Whatever the future, the analysis reported in this paper reveals some important points:
• Oil is not in short supply. From a purely physical point of view, there are huge volumes of conventional and unconventional oils still to be developed, with no “peak-oil” in sight. The real problems concerning future oil production are above the surface, not beneath it, and relate to political decisions and geopolitical instability.
• Other things equal, any significant setback to additional production in Iraq, the United States, and Canada would have a strong impact on the global oil market, considering the contribution of these countries to the future growth of oil supply.
• The shale/tight oil boom in the United States is not a temporary bubble, but the most important revolution in the oil sector in decades. It will probably trigger worldwide emulation over the next decades that might bear surprising results – given the fact that most shale/tight oil resources in the world are still unknown and untapped. What’s more, the application of shale extraction key-technologies (horizontal drilling and hydraulic fracturing) to conventional oilfield could dramatically increase world’s oil production.
• In the aggregate, conventional oil production is also growing throughout the world at an unexpected rate, although some areas of the world (Canada, the United States, the North Sea) are witnessing an apparently irreversible decline of the conventional production.
• The age of “cheap oil” is probably behind us, but it is still uncertain what the future level of oil prices might be. Technology may turn today’s expensive oil into tomorrow’s cheap oil.

• The oil market will remain highly volatile until 2015 and prone to extreme movements in opposite directions, thus representing a major challenge for investors, in spite of its short and long term opportunities. After 2015, however, most of the projects considered in this paper will advance significantly and contribute to a strong build-up of the world’s production capacity. This could provoke a major phenomenon of overproduction and lead to a significant, stable dip of oil prices, unless oil demand were to grow at a sustained yearly rate of at least 1.6 percent for the entire decade

• A revolution in environmental and emission-curbing technologies is required to sustain the development of most unconventional oils – along with strong enforcement of existing rules. Without such a revolution, a continuous clash between the industry and environmental groups will force the governments to delay or constrain the development of new projects.
• Some of the major geopolitical consequences of the oil revolution include Asia becoming the reference market for the bulk of the Middle East oil, and China becoming a new protagonist in the political affairs of the whole region.
• At the same time, the Western Hemisphere could return to a pre-World War II status of theoretical oil self-sufficiency, and the United States could dramatically reduce its oil import needs.

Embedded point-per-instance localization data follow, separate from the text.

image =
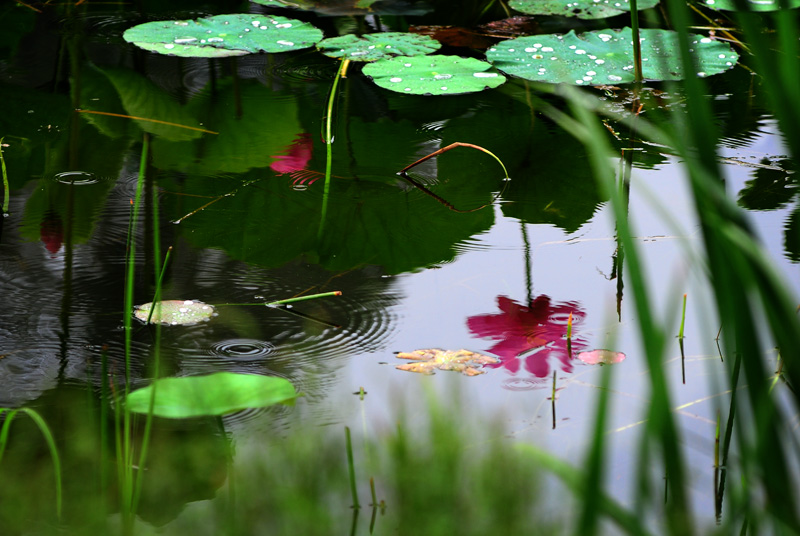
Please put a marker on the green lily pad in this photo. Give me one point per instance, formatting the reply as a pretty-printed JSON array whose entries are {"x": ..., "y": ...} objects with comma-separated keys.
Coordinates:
[
  {"x": 606, "y": 57},
  {"x": 433, "y": 75},
  {"x": 752, "y": 5},
  {"x": 582, "y": 9},
  {"x": 223, "y": 35},
  {"x": 176, "y": 312},
  {"x": 372, "y": 47},
  {"x": 215, "y": 394}
]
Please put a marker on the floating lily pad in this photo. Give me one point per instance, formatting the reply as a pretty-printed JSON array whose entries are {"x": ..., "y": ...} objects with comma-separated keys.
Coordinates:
[
  {"x": 601, "y": 357},
  {"x": 223, "y": 35},
  {"x": 215, "y": 394},
  {"x": 462, "y": 361},
  {"x": 433, "y": 75},
  {"x": 606, "y": 57},
  {"x": 372, "y": 47},
  {"x": 582, "y": 9},
  {"x": 176, "y": 312},
  {"x": 751, "y": 5}
]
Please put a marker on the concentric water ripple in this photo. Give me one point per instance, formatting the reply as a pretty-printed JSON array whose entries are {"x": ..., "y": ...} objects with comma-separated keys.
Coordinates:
[{"x": 245, "y": 349}]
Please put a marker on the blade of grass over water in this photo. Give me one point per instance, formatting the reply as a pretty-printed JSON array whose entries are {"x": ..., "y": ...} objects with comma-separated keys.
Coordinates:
[
  {"x": 48, "y": 437},
  {"x": 125, "y": 460}
]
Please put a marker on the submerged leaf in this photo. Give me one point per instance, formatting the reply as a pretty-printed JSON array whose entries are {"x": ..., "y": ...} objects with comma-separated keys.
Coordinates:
[
  {"x": 214, "y": 394},
  {"x": 604, "y": 57},
  {"x": 176, "y": 312},
  {"x": 372, "y": 47},
  {"x": 462, "y": 361},
  {"x": 582, "y": 9},
  {"x": 223, "y": 35},
  {"x": 433, "y": 75}
]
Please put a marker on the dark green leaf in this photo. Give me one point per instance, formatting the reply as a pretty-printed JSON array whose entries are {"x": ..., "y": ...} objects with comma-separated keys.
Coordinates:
[{"x": 372, "y": 47}]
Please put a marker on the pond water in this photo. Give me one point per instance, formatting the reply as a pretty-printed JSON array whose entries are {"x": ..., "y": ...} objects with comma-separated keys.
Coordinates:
[{"x": 418, "y": 267}]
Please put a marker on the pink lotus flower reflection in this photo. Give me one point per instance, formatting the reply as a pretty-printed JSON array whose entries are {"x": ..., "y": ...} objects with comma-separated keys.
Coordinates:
[
  {"x": 533, "y": 333},
  {"x": 294, "y": 162},
  {"x": 601, "y": 357}
]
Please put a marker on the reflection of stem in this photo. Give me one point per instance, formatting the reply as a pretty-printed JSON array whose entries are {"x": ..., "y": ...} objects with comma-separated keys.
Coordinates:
[
  {"x": 553, "y": 399},
  {"x": 146, "y": 119},
  {"x": 528, "y": 270},
  {"x": 229, "y": 194}
]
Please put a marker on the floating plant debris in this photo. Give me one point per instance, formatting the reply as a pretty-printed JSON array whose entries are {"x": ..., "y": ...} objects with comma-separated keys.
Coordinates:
[
  {"x": 176, "y": 312},
  {"x": 601, "y": 357},
  {"x": 463, "y": 361}
]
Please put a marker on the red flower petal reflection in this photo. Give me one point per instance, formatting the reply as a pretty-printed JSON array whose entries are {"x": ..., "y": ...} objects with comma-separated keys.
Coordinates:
[
  {"x": 534, "y": 333},
  {"x": 51, "y": 232},
  {"x": 601, "y": 357},
  {"x": 297, "y": 157}
]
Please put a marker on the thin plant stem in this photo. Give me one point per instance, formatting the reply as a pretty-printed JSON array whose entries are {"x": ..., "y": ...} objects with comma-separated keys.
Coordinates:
[
  {"x": 157, "y": 294},
  {"x": 637, "y": 45},
  {"x": 148, "y": 424},
  {"x": 178, "y": 125},
  {"x": 328, "y": 138},
  {"x": 304, "y": 298},
  {"x": 126, "y": 460},
  {"x": 6, "y": 189},
  {"x": 48, "y": 437},
  {"x": 451, "y": 147},
  {"x": 351, "y": 469}
]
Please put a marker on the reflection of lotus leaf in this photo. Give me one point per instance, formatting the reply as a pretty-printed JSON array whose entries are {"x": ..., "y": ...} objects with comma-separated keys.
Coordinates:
[
  {"x": 462, "y": 361},
  {"x": 214, "y": 394},
  {"x": 176, "y": 312}
]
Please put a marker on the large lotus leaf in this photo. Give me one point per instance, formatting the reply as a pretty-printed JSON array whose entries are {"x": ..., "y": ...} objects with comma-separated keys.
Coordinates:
[
  {"x": 215, "y": 394},
  {"x": 433, "y": 75},
  {"x": 606, "y": 57},
  {"x": 223, "y": 35},
  {"x": 268, "y": 124},
  {"x": 142, "y": 99},
  {"x": 751, "y": 5},
  {"x": 582, "y": 9},
  {"x": 372, "y": 47}
]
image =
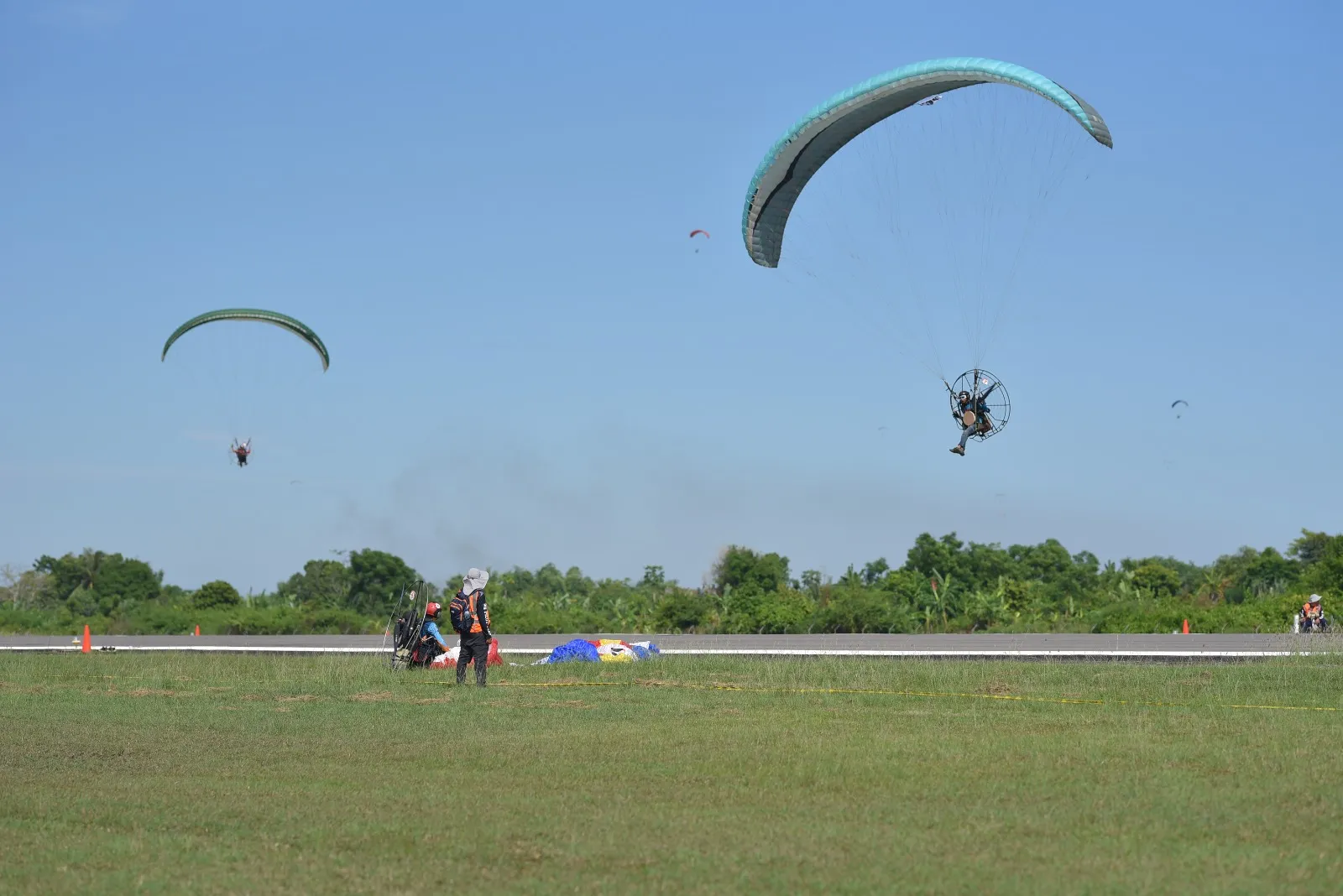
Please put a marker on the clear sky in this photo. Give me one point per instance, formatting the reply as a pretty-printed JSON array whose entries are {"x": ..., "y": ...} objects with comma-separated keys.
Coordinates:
[{"x": 483, "y": 210}]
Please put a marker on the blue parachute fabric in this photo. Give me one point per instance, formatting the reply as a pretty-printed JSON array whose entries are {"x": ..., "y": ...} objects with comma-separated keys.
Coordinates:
[
  {"x": 575, "y": 649},
  {"x": 602, "y": 651}
]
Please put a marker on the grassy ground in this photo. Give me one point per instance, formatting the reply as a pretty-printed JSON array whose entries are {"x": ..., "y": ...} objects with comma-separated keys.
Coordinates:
[{"x": 328, "y": 774}]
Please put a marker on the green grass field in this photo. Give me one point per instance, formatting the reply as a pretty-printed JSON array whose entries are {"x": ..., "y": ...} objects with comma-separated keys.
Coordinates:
[{"x": 226, "y": 773}]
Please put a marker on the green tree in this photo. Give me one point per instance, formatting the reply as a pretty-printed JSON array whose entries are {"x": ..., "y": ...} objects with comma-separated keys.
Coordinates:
[
  {"x": 742, "y": 566},
  {"x": 1157, "y": 580},
  {"x": 375, "y": 581},
  {"x": 215, "y": 596},
  {"x": 322, "y": 585}
]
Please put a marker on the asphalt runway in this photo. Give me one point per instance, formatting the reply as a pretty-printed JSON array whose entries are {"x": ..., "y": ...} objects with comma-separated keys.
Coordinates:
[{"x": 1118, "y": 647}]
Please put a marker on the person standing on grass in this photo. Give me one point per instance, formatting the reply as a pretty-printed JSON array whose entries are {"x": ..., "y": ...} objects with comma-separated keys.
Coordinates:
[{"x": 470, "y": 618}]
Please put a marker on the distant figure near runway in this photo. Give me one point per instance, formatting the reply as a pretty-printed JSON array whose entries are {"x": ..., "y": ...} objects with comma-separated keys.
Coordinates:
[{"x": 470, "y": 617}]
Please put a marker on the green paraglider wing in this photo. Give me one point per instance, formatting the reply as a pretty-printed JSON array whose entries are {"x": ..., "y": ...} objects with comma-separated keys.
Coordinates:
[
  {"x": 821, "y": 133},
  {"x": 286, "y": 322}
]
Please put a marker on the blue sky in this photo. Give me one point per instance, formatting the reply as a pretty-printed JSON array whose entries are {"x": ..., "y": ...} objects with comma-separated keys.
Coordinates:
[{"x": 483, "y": 208}]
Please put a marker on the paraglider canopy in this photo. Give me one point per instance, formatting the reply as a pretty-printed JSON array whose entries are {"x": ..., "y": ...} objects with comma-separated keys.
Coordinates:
[
  {"x": 816, "y": 137},
  {"x": 282, "y": 320}
]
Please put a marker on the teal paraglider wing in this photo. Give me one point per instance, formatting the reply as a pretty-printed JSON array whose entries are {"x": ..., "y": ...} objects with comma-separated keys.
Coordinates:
[
  {"x": 807, "y": 145},
  {"x": 282, "y": 320}
]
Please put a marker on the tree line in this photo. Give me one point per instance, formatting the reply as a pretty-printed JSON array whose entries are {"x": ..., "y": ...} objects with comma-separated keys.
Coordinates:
[{"x": 944, "y": 585}]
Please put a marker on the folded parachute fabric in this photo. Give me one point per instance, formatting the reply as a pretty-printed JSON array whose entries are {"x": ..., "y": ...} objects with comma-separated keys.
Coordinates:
[
  {"x": 601, "y": 651},
  {"x": 447, "y": 660}
]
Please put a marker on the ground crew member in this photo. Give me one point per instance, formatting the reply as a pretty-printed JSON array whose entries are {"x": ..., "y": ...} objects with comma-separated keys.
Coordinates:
[
  {"x": 470, "y": 617},
  {"x": 431, "y": 640}
]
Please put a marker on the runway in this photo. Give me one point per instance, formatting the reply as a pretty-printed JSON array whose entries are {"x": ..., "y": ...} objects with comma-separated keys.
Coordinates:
[{"x": 1098, "y": 647}]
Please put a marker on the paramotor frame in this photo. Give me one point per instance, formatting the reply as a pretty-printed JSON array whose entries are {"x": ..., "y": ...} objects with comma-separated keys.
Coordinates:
[
  {"x": 998, "y": 403},
  {"x": 405, "y": 625}
]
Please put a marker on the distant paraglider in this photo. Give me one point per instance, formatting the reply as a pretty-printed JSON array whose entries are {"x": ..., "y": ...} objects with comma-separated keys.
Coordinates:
[
  {"x": 241, "y": 450},
  {"x": 282, "y": 320},
  {"x": 993, "y": 133}
]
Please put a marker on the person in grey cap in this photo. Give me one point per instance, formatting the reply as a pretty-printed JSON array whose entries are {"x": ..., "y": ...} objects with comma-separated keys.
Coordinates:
[{"x": 470, "y": 618}]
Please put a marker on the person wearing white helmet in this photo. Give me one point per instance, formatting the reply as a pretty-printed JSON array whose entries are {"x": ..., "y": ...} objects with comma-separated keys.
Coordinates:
[
  {"x": 1313, "y": 615},
  {"x": 470, "y": 618}
]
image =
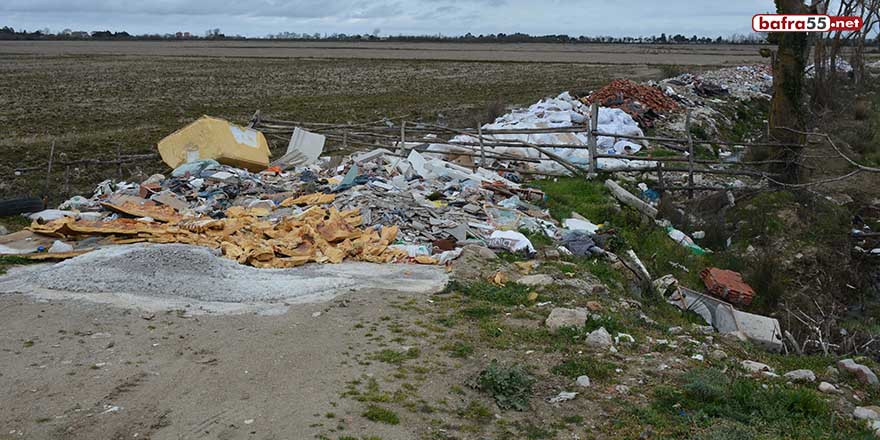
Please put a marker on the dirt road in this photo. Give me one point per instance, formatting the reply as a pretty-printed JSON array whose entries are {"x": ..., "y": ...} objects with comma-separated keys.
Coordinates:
[{"x": 77, "y": 370}]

• However, quasi oil self-sufficiency will neither insulate the United States from the rest of the global oil market (and world oil prices), nor diminish the critical importance of the Middle East to its foreign policy. At the same time, countries such as Canada, Venezuela and Brazil may decide to export their oil and gas production to markets other than the U.S. for purely commercial reasons, making the notion of Western Hemisphere self-sufficiency irrelevant.
• It’s also true, however, that over the next decades, the growing role of unconventional oils will make the Western hemisphere the new center of gravity of oil exploration and production.